Note that we don't require copyright assignment and never have.  We have a 
nearly-standard Apache CLA, which just confirms that we have the right to 
distribute the code you're contributing.

We're actually in the process of figuring out whether we can remove these.  
Every lawyer we're talking to is saying no, but every one of us wants to get 
rid of them, so I expect us all to end up ignoring the lawyers.  The only 
reason we instituted them in the first place is because we were GPL'd, and we 
expected to either make commercial forks (which we didn't do) or switch 
licenses (which we did).

> 2) Drop the requirement for accounts on GitHub and Redmine.
> 
> Why can't I just `git send-email` patches to the mailing list, receive
> feedback on the mailing list, `git send-email` again, maintainer
> applies the patch.
> 
> Requiring to have a ticket/issue for every single code contribution
> does not make sense.
> 
> Look at all the steps and requirements for submitting a simple patch.
> There is a lot of back and forth, copying and pasting URLs on the
> ticket, etc.

I'm surprised to hear this.  I would expect that github would be dramatically 
easier for contribution than emailing or whatever.

I know that I personally never was able to extract patches from a mailing list, 
because I use IMAP, not mboxes.  Yes, I know I could do filtering, set up mutt 
explicitly for this, and relearn how to use it just for patches, but… I could 
also just go to github and see a clean, clear list with support for comments, 
email, and everything else I want.

I could see reducing to one account type, but I couldn't see us ever switching 
to email for patch management unless git changes its expectations of how people 
do email to include the actual internet.  No, I'm not bitter. :/

I'd prefer to have tools to automatically sync redmine and the pull requests, 
rather than getting rid of one.  We've done a lot of work there for syncing 
redmine and trello, for instance, but I don't think we've done much with github 
yet.

> 3) Develop and discuss stuff in public
> 
> You guys said a few days ago that Dashboard is getting axed and a new
> ENC is on the works.
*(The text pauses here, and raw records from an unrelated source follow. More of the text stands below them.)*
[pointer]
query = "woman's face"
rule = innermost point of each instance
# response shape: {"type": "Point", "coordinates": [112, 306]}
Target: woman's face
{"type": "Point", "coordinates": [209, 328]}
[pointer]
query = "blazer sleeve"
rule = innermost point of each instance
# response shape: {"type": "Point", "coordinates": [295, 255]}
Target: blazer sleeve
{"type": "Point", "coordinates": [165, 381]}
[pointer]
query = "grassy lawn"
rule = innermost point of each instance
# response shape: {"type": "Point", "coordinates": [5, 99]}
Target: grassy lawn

Well, would you mind to share what is being
> worked on? Design ideas? You might want to get some feedback early.

We do a lot of this, but we're mixed in how consistent we are.  Part of the 
reason is just the mixed bag of lots of us sitting in the same room - it's more 
expensive to communicate with people outside the building, so we tend to suck 
at it more than we should.

I will say that I'm still a bit gun-shy of posting all of our ideas publicly, 
at least anything other than stuff we're basically ready to work on now.  I'm a 
bit gun-shy for 2 reasons:  First, I do have some legitimate competitive 
concerns, but most importantly, it's a lot of work to get it all out there and 
there's questionable value.

That being said, we should obviously be more open about what we know we're 
going to work on and what we think we're going to build.  We just recently 
split dev teams so that our OSS developers are much more independent of the 
commercial teams, which means that they'll naturally start looking outward more.
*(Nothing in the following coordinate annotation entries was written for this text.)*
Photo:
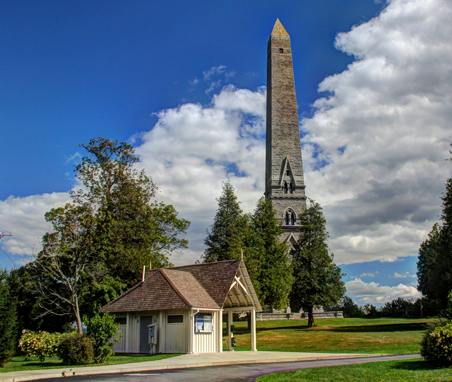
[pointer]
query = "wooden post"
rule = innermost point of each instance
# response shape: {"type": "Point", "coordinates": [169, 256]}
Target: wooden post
{"type": "Point", "coordinates": [253, 329]}
{"type": "Point", "coordinates": [230, 322]}
{"type": "Point", "coordinates": [220, 332]}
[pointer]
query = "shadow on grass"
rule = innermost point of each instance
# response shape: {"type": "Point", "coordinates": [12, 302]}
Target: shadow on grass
{"type": "Point", "coordinates": [346, 329]}
{"type": "Point", "coordinates": [418, 365]}
{"type": "Point", "coordinates": [378, 328]}
{"type": "Point", "coordinates": [44, 364]}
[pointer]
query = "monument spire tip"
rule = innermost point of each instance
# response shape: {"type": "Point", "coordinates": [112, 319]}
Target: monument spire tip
{"type": "Point", "coordinates": [279, 30]}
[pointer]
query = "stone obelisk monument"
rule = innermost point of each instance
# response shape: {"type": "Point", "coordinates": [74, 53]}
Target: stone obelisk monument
{"type": "Point", "coordinates": [284, 182]}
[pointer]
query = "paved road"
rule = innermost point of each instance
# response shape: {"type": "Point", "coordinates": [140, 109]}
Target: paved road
{"type": "Point", "coordinates": [223, 373]}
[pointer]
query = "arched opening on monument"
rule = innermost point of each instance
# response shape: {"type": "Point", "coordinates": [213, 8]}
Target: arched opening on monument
{"type": "Point", "coordinates": [289, 217]}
In the short term, I'll commit that we'll publish the ENC stuff ASAP.  Note 
that I'm stepping out as a rogue CEO here and I've no idea of the actual 
consequences of my statement here, but it should clearly be open from the 
beginning.  Note, though, that we've been doing a lot of work already talking 
to as many people as possible about this, so it's not like we've been just 
doing all of the thinking inside our walls.
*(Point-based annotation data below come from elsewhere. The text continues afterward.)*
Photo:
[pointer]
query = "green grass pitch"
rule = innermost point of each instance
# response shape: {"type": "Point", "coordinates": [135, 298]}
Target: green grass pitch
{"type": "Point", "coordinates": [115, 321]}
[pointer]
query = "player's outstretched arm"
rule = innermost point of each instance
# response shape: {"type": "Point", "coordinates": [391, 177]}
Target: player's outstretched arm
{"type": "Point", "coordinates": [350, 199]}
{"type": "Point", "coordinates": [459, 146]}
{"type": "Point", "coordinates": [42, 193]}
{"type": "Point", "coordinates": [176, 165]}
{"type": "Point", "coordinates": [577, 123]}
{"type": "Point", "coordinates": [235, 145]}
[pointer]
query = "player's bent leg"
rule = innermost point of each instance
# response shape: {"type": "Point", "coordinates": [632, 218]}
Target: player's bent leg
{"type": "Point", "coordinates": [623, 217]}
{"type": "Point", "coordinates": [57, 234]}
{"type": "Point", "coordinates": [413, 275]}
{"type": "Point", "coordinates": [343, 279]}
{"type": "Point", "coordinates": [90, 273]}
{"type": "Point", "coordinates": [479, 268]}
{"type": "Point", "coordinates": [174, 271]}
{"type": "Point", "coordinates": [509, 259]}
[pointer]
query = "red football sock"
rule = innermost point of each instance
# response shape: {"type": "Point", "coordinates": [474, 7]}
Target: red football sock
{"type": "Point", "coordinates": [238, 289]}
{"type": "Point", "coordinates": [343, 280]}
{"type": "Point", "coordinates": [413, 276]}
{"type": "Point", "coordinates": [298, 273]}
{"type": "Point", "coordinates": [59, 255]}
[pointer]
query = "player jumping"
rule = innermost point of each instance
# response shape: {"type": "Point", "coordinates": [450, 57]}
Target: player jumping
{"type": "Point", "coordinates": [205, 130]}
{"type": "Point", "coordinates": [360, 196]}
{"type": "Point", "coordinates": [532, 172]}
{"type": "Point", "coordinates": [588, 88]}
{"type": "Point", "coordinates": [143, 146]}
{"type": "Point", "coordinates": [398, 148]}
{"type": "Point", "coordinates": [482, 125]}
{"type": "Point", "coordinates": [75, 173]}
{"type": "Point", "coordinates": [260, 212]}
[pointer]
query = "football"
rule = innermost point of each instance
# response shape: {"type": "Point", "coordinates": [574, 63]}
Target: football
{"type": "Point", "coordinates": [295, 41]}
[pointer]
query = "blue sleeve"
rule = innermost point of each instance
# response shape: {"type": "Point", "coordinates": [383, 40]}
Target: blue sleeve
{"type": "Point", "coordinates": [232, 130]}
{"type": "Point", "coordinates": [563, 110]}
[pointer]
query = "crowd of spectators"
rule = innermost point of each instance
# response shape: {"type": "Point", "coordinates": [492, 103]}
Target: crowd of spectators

> How about before doing anything new, send to this list some simple
> RFCs. Look back at the first link of point 1, it is written there a
> great question: are you an open source _project_ or an open source
> _product_?

We should do way more here, I agree.

I don't actually know the difference between an open source project and an open 
source product.  It's all just free code on the internet, right?

> Bottom line:
> 
> Summing up points 1 and 2, it will continue to be hard to have new
> volunteers. New volunteers begin fixing typos, and all these
> requirements will never motivate new blood to come along and hack I
> include myself in this, mostly because of the CLA.

Just so I understand, is the problem with the CLA just a too-high barrier of 
entry, or is it that you don't agree to the terms?